AI and machine learning can make this process easier by allowing advisors to: Analyze large amounts of data to identify financial transactions that may be fraudulent or are otherwise suspicious. Automate data collection during the new client onboarding process. Compile the required data for due diligence.

What is Google Cloud AI? ›

AI Platform is a managed service that enables you to easily build machine learning models, that work on any type of data, of any size.
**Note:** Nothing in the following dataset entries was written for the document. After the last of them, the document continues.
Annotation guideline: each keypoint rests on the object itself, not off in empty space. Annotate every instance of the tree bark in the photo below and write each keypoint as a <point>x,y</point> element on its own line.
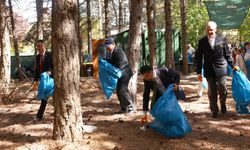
<point>184,35</point>
<point>89,27</point>
<point>134,42</point>
<point>65,44</point>
<point>15,41</point>
<point>4,49</point>
<point>169,55</point>
<point>151,31</point>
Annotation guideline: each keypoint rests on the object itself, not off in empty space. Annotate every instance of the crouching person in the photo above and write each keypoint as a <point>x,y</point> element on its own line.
<point>158,81</point>
<point>44,64</point>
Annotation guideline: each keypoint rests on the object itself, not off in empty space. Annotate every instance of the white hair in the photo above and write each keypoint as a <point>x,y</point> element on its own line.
<point>212,24</point>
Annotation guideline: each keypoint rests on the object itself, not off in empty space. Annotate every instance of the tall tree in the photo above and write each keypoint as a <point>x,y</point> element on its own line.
<point>39,10</point>
<point>15,41</point>
<point>169,55</point>
<point>184,35</point>
<point>151,31</point>
<point>65,44</point>
<point>134,41</point>
<point>4,49</point>
<point>89,27</point>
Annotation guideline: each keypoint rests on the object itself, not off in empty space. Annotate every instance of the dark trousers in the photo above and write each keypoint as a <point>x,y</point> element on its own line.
<point>215,86</point>
<point>41,110</point>
<point>125,99</point>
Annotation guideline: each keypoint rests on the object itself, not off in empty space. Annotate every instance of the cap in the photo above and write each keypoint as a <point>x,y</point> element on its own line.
<point>109,41</point>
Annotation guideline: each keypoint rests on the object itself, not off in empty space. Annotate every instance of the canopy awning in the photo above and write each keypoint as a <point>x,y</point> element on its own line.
<point>228,14</point>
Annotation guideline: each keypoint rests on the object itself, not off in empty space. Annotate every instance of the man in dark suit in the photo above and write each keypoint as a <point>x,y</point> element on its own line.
<point>214,51</point>
<point>44,63</point>
<point>158,81</point>
<point>117,58</point>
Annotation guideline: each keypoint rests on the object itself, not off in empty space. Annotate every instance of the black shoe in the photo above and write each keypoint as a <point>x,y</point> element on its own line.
<point>121,111</point>
<point>215,115</point>
<point>223,109</point>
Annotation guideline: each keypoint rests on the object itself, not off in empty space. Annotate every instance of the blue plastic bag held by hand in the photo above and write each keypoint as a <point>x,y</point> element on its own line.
<point>46,87</point>
<point>169,118</point>
<point>108,76</point>
<point>241,91</point>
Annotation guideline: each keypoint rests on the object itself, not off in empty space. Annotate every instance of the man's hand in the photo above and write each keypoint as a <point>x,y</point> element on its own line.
<point>176,87</point>
<point>199,77</point>
<point>35,85</point>
<point>236,68</point>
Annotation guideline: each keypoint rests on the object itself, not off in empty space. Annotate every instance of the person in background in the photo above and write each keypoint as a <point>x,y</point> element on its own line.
<point>213,50</point>
<point>44,63</point>
<point>158,81</point>
<point>118,59</point>
<point>247,59</point>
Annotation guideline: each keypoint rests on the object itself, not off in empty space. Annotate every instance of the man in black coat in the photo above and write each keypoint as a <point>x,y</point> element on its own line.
<point>44,63</point>
<point>214,51</point>
<point>117,58</point>
<point>158,81</point>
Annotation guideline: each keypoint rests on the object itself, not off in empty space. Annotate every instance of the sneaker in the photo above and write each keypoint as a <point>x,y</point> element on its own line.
<point>223,109</point>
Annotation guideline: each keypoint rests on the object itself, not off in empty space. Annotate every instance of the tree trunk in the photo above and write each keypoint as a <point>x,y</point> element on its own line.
<point>15,41</point>
<point>65,44</point>
<point>4,49</point>
<point>39,10</point>
<point>184,36</point>
<point>169,55</point>
<point>106,18</point>
<point>134,42</point>
<point>151,32</point>
<point>89,28</point>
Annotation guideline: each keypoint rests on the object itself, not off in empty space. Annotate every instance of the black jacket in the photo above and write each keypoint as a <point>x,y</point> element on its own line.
<point>215,60</point>
<point>47,65</point>
<point>167,77</point>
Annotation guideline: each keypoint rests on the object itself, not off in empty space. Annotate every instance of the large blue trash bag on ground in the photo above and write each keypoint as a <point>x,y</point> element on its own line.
<point>108,76</point>
<point>169,118</point>
<point>204,80</point>
<point>46,87</point>
<point>229,70</point>
<point>248,69</point>
<point>241,91</point>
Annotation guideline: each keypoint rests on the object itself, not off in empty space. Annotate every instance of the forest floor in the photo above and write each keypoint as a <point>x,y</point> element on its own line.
<point>18,130</point>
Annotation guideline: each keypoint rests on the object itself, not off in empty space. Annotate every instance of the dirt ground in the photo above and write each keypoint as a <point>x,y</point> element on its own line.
<point>121,132</point>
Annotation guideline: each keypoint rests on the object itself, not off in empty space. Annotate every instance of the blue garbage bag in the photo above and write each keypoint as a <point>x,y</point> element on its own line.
<point>229,70</point>
<point>204,80</point>
<point>240,87</point>
<point>242,108</point>
<point>169,118</point>
<point>248,68</point>
<point>46,87</point>
<point>108,76</point>
<point>204,83</point>
<point>241,91</point>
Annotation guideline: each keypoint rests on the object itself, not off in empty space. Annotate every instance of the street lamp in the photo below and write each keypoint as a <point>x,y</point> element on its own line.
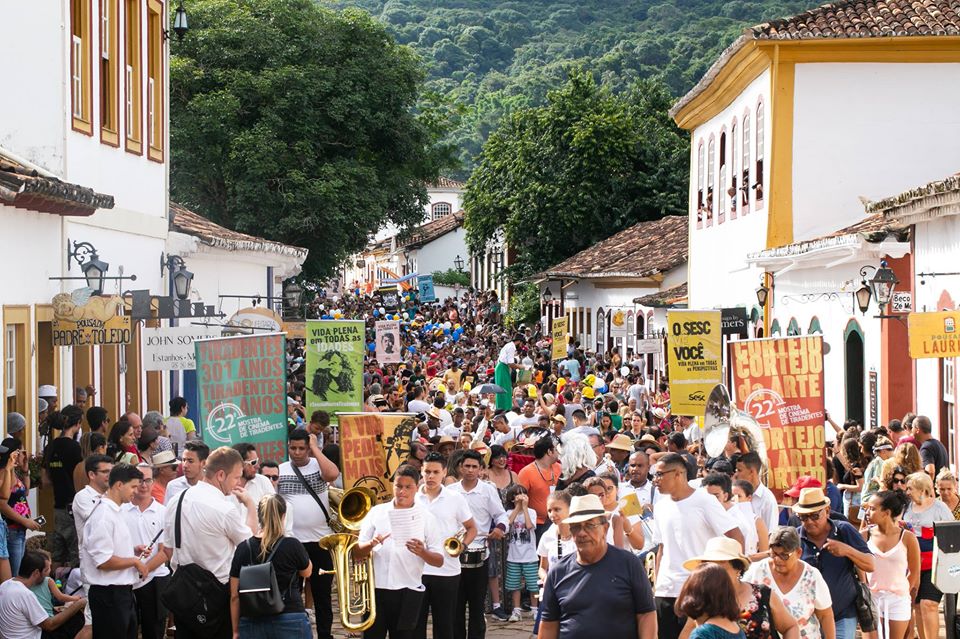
<point>881,286</point>
<point>94,269</point>
<point>293,294</point>
<point>181,278</point>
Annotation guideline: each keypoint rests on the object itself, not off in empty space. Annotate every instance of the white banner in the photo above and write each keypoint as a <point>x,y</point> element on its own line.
<point>171,348</point>
<point>388,342</point>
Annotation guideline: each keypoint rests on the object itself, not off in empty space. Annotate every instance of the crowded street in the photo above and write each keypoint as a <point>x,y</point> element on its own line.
<point>483,320</point>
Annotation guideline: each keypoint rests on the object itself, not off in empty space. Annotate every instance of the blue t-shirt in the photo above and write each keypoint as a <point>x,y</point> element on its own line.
<point>838,572</point>
<point>570,596</point>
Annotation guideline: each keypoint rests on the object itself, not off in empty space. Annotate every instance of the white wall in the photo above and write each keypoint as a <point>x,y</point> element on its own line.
<point>718,274</point>
<point>869,130</point>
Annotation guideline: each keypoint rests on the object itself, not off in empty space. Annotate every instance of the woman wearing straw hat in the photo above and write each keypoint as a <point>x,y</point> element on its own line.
<point>570,604</point>
<point>761,610</point>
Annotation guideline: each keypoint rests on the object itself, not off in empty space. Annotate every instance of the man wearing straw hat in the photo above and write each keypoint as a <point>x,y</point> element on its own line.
<point>571,606</point>
<point>835,548</point>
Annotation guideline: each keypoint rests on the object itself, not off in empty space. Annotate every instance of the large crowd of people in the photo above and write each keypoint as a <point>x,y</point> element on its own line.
<point>560,497</point>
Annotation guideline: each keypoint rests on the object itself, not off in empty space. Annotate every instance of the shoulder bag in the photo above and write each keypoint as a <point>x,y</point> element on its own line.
<point>259,594</point>
<point>313,493</point>
<point>199,602</point>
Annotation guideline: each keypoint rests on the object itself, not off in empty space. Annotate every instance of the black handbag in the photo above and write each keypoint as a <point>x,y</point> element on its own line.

Create your model with the powerful TensorFlow framework that powers many Google products, from Google Photos to Google Cloud Speech.

What is Google's AI chatbot called? ›

What Is Google Gemini AI Model (Formerly Bard)?

What are the application of artificial intelligence in accounting and finance? ›

AI is used in accounting to automate repetitive tasks, identify patterns in financial data, and provide insights to help businesses make better decisions.

What is the function of artificial intelligence in finance? ›

AI in finance has the capacity to bring huge benefits to a business including automating and speeding up processes and tasks, improving productivity, reducing human error, risk reduction and providing for easier and more accurate financial forecasting and modelling.

How is artificial intelligence AI used in personal finance? ›

AI can analyse your past financial data and create personalised financial plans and budgets considering income, expenses, investments, and financial goals.

Top Articles
Latest Posts
Article information

Author: Aracelis Kilback

Last Updated:

Views: 5975

Rating: 4.3 / 5 (64 voted)

Reviews: 87% of readers found this page helpful

Author information

Name: Aracelis Kilback

Birthday: 1994-11-22

Address: Apt. 895 30151 Green Plain, Lake Mariela, RI 98141

Phone: +5992291857476

Job: Legal Officer

Hobby: LARPing, role-playing games, Slacklining, Reading, Inline skating, Brazilian jiu-jitsu, Dance

Introduction: My name is Aracelis Kilback, I am a nice, gentle, agreeable, joyous, attractive, combative, gifted person who loves writing and wants to share my knowledge and understanding with you.